Consider the efforts by a handful of employees at Aurora who bravely but vainly fought against a scavenging group of shareholders, then the power inherent in a committed group of workers becomes nothing short of inspiring. Or Albert Koopman who in the early 80’s handed over much of the destiny of his newly founded Cashbuild to a rebellious workforce.

We’ve had some highly questionable attempts in South Africa at involving employees in ownership through this curious delusion of the “worker-capitalist” and ESOP’s. Best known, is the much vaunted KUMBA scheme, where workers went on strike within weeks of becoming semi-millionaires through the scheme. Why the DA still insists on making this a key feature of their economic policy is baffling.
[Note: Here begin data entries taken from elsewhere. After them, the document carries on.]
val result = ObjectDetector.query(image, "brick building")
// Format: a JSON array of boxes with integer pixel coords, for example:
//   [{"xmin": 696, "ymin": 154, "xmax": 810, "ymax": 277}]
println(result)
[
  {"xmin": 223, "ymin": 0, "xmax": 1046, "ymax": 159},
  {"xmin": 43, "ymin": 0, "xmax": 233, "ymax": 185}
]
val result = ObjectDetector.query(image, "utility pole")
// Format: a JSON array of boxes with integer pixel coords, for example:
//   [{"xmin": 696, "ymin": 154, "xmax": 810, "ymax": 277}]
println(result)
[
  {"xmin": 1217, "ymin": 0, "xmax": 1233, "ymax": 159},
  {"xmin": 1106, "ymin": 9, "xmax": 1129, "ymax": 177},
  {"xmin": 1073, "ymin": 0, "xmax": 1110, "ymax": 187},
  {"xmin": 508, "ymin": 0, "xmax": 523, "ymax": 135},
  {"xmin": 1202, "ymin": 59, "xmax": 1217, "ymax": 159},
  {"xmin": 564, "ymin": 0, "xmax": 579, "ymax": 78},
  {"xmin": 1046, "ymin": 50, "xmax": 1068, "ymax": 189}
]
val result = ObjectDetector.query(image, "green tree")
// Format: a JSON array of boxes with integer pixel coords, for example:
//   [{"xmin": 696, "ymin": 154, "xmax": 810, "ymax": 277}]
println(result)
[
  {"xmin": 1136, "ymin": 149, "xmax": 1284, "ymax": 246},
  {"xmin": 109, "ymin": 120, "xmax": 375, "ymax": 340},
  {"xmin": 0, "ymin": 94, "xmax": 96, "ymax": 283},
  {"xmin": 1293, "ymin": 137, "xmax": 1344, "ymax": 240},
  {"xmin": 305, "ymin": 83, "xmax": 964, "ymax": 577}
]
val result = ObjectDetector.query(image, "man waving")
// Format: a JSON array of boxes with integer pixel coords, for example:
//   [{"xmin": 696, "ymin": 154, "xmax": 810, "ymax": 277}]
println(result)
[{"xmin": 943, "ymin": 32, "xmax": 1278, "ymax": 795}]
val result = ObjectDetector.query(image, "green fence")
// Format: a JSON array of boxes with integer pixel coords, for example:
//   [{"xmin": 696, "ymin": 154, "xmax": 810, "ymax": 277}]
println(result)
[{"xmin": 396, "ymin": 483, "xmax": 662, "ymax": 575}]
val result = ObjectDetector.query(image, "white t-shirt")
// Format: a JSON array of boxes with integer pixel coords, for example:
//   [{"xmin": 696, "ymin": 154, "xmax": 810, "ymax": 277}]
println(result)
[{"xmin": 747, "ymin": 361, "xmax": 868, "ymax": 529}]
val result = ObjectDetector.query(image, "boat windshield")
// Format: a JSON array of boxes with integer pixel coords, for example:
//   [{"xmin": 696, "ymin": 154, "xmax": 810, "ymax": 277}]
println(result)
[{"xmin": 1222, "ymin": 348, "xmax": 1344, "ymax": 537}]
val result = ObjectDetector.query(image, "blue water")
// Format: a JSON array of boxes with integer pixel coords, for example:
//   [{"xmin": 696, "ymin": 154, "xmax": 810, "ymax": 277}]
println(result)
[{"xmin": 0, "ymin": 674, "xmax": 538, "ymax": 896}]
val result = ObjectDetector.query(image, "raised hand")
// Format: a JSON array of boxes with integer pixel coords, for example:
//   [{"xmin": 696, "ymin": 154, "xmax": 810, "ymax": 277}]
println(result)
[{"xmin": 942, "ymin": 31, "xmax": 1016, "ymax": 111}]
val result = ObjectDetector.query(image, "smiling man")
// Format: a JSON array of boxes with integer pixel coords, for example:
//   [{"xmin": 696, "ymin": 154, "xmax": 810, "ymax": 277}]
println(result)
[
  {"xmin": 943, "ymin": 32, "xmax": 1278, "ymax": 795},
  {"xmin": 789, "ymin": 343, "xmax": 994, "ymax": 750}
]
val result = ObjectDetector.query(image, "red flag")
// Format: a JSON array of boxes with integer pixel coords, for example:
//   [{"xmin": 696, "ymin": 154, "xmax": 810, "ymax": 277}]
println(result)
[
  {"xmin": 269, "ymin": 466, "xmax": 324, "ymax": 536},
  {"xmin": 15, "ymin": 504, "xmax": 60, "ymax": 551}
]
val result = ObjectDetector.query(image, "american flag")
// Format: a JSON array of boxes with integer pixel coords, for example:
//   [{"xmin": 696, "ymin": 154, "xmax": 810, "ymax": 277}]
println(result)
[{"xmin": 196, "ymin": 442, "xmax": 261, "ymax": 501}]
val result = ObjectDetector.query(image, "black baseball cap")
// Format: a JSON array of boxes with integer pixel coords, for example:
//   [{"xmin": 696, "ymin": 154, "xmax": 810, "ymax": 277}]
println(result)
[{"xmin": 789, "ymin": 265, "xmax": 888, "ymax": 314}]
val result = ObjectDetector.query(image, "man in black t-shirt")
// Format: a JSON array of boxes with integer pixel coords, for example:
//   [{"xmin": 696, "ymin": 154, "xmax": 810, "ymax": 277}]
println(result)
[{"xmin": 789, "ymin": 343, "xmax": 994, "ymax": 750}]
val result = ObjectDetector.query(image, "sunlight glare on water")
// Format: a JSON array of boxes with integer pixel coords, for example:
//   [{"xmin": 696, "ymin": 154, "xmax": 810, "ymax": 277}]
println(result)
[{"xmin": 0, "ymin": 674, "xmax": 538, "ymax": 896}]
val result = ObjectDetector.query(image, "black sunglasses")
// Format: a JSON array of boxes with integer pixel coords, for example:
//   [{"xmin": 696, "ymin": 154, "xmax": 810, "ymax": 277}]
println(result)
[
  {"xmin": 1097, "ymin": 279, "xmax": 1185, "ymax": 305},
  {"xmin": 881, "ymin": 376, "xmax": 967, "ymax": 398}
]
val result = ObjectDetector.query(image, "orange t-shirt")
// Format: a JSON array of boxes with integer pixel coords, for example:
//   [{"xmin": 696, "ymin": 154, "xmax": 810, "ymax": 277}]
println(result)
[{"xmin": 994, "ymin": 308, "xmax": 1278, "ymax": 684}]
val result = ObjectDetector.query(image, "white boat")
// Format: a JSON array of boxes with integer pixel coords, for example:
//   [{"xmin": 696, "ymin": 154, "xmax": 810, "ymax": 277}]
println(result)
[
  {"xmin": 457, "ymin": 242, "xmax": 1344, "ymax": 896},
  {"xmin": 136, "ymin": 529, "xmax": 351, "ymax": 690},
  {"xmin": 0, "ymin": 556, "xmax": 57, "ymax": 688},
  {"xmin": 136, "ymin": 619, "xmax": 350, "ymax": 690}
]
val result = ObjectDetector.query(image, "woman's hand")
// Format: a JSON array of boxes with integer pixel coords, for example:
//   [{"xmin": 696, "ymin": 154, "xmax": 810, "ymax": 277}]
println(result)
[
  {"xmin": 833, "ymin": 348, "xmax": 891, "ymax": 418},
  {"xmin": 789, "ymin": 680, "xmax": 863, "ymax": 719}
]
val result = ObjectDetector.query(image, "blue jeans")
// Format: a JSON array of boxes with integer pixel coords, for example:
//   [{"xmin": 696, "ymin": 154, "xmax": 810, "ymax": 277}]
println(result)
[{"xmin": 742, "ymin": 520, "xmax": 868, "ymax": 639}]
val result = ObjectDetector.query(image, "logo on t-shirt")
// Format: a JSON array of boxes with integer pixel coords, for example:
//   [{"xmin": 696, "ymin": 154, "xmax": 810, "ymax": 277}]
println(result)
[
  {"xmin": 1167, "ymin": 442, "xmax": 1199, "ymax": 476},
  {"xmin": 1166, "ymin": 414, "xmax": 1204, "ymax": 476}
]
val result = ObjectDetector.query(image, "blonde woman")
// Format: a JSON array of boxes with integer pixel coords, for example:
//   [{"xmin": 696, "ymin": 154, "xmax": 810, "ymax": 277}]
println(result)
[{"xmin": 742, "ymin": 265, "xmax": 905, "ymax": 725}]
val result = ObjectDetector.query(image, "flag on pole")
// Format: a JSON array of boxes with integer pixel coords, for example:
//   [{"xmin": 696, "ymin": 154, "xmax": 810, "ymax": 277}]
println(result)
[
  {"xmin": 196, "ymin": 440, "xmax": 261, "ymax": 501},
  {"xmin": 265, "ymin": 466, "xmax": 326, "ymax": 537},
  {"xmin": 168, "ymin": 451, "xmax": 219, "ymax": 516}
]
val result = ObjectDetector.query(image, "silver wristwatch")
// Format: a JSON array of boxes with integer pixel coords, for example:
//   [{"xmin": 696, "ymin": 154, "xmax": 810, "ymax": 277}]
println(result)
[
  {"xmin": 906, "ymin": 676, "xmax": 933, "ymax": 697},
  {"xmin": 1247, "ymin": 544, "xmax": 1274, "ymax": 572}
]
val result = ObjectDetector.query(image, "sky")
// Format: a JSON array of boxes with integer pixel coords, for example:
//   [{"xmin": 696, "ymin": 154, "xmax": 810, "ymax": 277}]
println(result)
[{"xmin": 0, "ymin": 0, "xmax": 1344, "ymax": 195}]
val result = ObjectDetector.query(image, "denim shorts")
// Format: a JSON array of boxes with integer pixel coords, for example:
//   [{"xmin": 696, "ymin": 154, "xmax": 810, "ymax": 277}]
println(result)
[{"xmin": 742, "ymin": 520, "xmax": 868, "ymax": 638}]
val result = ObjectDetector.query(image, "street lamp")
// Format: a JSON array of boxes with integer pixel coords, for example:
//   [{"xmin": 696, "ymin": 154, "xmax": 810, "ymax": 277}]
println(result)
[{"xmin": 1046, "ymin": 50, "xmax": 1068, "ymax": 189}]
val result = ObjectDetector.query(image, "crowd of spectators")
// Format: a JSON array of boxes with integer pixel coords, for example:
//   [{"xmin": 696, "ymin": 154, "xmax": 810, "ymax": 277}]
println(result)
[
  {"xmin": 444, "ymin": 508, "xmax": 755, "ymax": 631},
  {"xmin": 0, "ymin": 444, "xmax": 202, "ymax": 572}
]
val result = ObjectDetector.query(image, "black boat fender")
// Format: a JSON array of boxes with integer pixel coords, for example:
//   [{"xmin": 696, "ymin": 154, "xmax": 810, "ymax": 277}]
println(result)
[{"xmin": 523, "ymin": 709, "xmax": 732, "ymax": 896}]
The difference between my earlier examples and the misguided efforts we are witnessing at home is patently obvious: the initiative in the former came from workers themselves. They were not “seduced to think like owners” by a mistrusted shareholder body and their mostly overpaid executives – a group that, driven by shareholder value and short term profit maximisation, has earned the misgivings of a large body of the informed public globally. Even more puzzling is that shareholders themselves are prepared to pay a high cost for this folly.

Another bit of hypocrisy in South Africa is the reluctance of Cosatu to invest their own or Union controlled pension funds in taking over control of companies. Labour correspondent, Terry Bell says “the rule was obviously applied to avoid the potential for embarrassment, should union members end up striking or otherwise protesting about the actions of a business owned by their own investment company.” In the same article Bell sees NUMSA potentially breaking this rule by its proposed takeover of Scaw after its sale by Anglo to the IDC.

But that objection hides a much deeper truth: more than any other country in the world we are locked in an early 20th century expression of the relationship between labour and capital, despite all the motivational bells and whistles that have spawned a huge empire of “human capital consultants”. These, and the main actors involved have a powerful vested interest in keeping it that way.

The real truth is that employees in worker owned companies see themselves as workers first, and owners second. There is sufficient proof that they can do so without sending companies to the wall and inhibiting their ability to raise capital.

We can only hope that along with 44 others, the voices of Scanlon. Rucker, Dickey and a Spanish priest will echo among the commissioners of the Marikana enquiry and those involved in the current wage bargaining sessions.